Hukuk Genel Kurulu         2016/1894 E.  ,  2016/1048 K.

    "İçtihat Metni"

    MAHKEMESİ :Sulh Hukuk Mahkemesi


    Taraflar arasındaki “tescil” davasından dolayı yapılan yargılama sonunda; Osmaniye 1. Sulh Hukuk Mahkemesince davanın kısmen kabulüne dair verilen 15.12.2011 gün ve 2008/1707 E., 2011/2217 K. sayılı kararın temyizen incelenmesi davalı Hazine vekili tarafından istenilmesi üzerine, Yargıtay 8.Hukuk Dairesi"nin 11.04.2013 gün ve 2012/13817 E., 2013/5423 K. sayılı kararı ile;
    "...Davacı vekili, imar-ihya ve kazanmayı sağlayan eklemeli zilyetlik nedeniyle dava dilekçesinde mevkii ve sınırları yazılı kadastro çalışmalarında tespit dışı bırakılan taşınmaz bölümünün vekil edeni adına tapuya tesciline karar verilmesini istemiştir.
    Davalı Hazine vekili, uyuşmazlık konusu taşınmazın Devletin hüküm ve tasarrufu altında bulunan yerlerden olduğunu belirterek davanın reddine karar verilmesini savunmuştur.
    Mahkemece zilyetlikle edinim koşullarının oluştuğu gerekçesiyle davanın kısmen kabulüne, teknik bilirkişilerin 22.11.2006 tarihli rapor ve krokilerinde A harfi ile gösterilen 4761,36 m2"lik taşınmaz bölümünün davacı adına tapuya tesciline, B harfi ile gösterilen taşınmaz bölümü bakımından açılan davanın reddine karar verilmiştir.

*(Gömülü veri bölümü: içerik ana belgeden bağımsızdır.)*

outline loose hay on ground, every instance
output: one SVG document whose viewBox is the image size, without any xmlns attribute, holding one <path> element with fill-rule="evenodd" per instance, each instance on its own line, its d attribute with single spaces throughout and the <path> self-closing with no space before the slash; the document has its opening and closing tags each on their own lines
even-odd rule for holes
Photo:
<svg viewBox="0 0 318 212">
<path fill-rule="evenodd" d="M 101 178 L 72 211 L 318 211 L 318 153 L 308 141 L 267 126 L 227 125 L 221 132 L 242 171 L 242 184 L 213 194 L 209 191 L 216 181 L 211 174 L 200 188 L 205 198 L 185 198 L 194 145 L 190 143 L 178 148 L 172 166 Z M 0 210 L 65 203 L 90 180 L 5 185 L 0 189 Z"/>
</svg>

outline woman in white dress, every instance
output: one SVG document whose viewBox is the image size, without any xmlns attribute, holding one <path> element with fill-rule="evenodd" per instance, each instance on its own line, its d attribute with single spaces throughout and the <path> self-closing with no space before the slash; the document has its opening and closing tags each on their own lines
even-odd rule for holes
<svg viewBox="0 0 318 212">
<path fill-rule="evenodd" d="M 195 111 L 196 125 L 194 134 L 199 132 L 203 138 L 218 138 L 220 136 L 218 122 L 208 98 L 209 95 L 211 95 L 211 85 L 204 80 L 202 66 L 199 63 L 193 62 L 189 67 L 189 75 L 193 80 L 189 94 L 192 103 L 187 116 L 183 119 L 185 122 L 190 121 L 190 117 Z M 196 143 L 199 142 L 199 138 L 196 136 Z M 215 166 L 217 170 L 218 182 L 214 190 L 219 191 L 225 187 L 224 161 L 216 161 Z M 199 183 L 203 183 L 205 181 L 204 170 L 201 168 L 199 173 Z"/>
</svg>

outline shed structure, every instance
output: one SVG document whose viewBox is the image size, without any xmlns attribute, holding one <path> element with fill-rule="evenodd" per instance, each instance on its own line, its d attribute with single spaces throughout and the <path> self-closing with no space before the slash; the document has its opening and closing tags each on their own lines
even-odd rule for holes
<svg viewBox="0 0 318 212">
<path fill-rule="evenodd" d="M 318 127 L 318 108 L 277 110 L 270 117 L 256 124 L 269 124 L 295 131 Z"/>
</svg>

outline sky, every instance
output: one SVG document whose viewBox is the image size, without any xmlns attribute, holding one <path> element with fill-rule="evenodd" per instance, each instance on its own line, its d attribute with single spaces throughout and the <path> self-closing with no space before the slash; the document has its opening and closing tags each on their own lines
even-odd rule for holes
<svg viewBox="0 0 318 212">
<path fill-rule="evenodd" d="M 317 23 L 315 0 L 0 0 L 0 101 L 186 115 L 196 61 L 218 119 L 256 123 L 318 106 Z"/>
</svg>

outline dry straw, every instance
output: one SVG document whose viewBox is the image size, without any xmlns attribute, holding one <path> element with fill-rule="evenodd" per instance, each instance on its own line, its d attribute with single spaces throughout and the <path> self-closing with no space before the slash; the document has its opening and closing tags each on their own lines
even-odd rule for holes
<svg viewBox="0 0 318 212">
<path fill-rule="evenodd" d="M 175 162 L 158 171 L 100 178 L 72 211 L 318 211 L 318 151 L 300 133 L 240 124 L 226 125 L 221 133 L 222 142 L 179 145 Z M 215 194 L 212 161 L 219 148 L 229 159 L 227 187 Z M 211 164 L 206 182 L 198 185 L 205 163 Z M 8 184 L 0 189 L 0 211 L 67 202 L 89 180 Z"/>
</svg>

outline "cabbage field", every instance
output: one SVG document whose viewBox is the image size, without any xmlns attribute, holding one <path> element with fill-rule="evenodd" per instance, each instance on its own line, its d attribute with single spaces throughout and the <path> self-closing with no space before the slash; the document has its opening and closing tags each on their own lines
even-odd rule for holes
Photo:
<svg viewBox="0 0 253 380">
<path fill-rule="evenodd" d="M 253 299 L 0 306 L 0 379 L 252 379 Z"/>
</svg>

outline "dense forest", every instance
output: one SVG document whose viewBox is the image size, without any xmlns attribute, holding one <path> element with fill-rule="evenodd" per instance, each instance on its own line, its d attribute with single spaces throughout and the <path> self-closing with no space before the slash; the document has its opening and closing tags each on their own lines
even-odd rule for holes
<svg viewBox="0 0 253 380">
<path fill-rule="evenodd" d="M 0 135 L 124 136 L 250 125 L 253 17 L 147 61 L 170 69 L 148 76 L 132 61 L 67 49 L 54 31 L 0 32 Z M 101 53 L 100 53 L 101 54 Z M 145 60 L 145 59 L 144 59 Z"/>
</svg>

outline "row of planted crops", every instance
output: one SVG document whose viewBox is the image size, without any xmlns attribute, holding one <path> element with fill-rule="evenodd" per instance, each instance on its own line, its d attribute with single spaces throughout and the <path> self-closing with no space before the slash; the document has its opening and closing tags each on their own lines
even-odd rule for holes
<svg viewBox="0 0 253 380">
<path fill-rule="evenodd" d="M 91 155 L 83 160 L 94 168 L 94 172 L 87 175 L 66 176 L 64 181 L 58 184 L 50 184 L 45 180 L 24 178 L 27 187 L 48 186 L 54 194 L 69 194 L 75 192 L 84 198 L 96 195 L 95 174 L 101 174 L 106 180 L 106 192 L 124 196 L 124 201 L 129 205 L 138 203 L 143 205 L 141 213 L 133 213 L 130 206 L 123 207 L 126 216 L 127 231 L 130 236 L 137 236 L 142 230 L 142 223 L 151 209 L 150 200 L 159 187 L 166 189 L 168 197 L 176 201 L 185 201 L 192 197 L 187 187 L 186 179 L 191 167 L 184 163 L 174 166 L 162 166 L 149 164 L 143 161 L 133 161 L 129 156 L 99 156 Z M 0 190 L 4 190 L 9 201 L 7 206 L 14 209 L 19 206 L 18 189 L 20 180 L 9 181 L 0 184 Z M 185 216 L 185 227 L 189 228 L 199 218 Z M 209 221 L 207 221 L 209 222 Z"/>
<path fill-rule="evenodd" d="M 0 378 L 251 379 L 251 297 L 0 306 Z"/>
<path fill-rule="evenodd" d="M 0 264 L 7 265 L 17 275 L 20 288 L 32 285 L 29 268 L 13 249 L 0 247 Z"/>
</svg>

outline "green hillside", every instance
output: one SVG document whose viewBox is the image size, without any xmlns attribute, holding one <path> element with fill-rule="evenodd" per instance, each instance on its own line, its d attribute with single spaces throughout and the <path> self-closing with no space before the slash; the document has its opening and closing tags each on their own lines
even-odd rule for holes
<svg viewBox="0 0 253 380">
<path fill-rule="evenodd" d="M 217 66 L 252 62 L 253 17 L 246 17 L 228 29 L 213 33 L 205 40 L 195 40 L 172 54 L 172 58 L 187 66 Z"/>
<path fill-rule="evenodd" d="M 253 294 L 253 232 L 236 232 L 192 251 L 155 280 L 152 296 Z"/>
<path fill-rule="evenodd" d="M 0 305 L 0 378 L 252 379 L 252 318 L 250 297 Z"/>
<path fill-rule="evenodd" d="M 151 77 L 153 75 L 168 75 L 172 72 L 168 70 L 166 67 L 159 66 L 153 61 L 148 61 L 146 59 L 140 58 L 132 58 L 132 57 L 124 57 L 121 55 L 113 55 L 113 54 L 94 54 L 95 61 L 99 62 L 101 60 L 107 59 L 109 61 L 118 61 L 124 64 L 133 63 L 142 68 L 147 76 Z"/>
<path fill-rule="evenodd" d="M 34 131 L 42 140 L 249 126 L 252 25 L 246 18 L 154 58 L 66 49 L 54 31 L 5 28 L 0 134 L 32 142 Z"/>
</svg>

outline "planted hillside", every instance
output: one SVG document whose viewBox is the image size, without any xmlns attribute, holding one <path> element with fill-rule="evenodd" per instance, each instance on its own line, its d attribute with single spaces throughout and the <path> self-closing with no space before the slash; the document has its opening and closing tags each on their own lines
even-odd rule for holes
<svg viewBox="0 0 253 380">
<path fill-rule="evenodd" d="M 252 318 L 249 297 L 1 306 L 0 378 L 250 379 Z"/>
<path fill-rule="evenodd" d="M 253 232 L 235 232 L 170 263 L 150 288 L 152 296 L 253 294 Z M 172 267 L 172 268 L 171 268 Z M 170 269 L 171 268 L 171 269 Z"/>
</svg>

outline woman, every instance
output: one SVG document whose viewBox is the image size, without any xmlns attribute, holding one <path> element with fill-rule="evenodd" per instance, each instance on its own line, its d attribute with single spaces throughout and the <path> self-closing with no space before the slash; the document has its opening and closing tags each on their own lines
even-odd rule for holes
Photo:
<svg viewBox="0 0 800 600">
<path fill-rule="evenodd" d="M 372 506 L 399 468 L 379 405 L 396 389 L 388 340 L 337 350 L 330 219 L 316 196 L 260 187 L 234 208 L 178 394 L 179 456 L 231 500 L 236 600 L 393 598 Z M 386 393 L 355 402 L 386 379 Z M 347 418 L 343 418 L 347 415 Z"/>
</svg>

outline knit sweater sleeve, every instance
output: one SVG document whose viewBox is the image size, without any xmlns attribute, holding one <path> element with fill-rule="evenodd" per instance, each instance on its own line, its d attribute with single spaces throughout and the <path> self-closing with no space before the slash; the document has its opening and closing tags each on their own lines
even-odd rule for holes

Hükmün kabule ilişkin bölümü davalı Hazine vekili tarafından temyiz edilmiştir.
    Dava konusu taşınmaz 1955 yılında yapılan tapulama çalışmalarında hali, taşlık ve çalılık olarak tespit dışı bırakılmış; bilahare nizalı taşınmazın bulunduğu mevkide yapılan ek kadastro çalışmalarında 927 parsel numarasıyla 17.12.1987 tarihinde davacının annesi Şerife Erdoğan adına tespit edilmiş; Hazine"nin tespite itirazı üzerine Osmaniye Kadastro Mahkemesi"nin 17.03.1992 tarih ve 1992/58 Esas, 1992/63 Karar sayılı ilamıyla “927 parselin 2. kez yapılan kadastrosunun 3402 sayılı Kadastro Kanunu"nun 22/a maddesi gereğince tüm sonuçlarıyla hükümsüz sayılarak iptaline” karar verilmiş, hüküm temyiz edilmeksizin 09.10.1992 tarihinde kesinleşmiştir.
    Dava tapusuz taşınmazın TMK.nun 713/1 ve 3402 sayılı Kadastro Kanunu"nun 14 ve 17. maddeleri hükmü uyarınca tescili isteğine ilişkindir. TMK.nun 713/1. maddesi hükmü uyarınca tapusuz bir taşınmazın olağanüstü zamanaşımı ve zilyetlik yoluyla kazanılabilmesi için, kanunda yazılı diğer koşulların yanında zilyetliğin davasız-çekişmesiz geçmesi gerekir. Başka bir anlatımla zilyetliğin 20 yıllık kazanma süresince nizasız geçmesi, dava tarihinden geriye doğru taşınmaz üzerinde sürdürülen zilyetliğin davasız olması aranır. Somut olayda; dava konusu taşınmazın davacının annesi Şerife Erdoğan tarafından davacıya devredildiği açıklanmıştır. Uyuşmazlık konusu taşınmaza ilişkin olarak davacının bayii Şerife Erdoğan ile Hazine arasında görülen yukarıda esas ve karar numarası belirtilen dosya niza teşkil eder ve zilyetliği keser. Zilyetliğin kesintiye uğradığı söz konusu tespite itiraz davasının kesinleştiği tarihten görülmekte olan davanın açıldığı tarihe kadar da kazanmayı sağlayan 20 yıllık süre geçmemiş bulunduğuna göre davanın reddine karar verilmesi gerekirken yazılı şekilde hüküm kurulması doğru değildir..."
    gerekçesi ile bozularak dosya yerine geri çevrilmekle, yeniden yapılan yargılama sonunda, mahkemece, önceki kararda direnilmiştir.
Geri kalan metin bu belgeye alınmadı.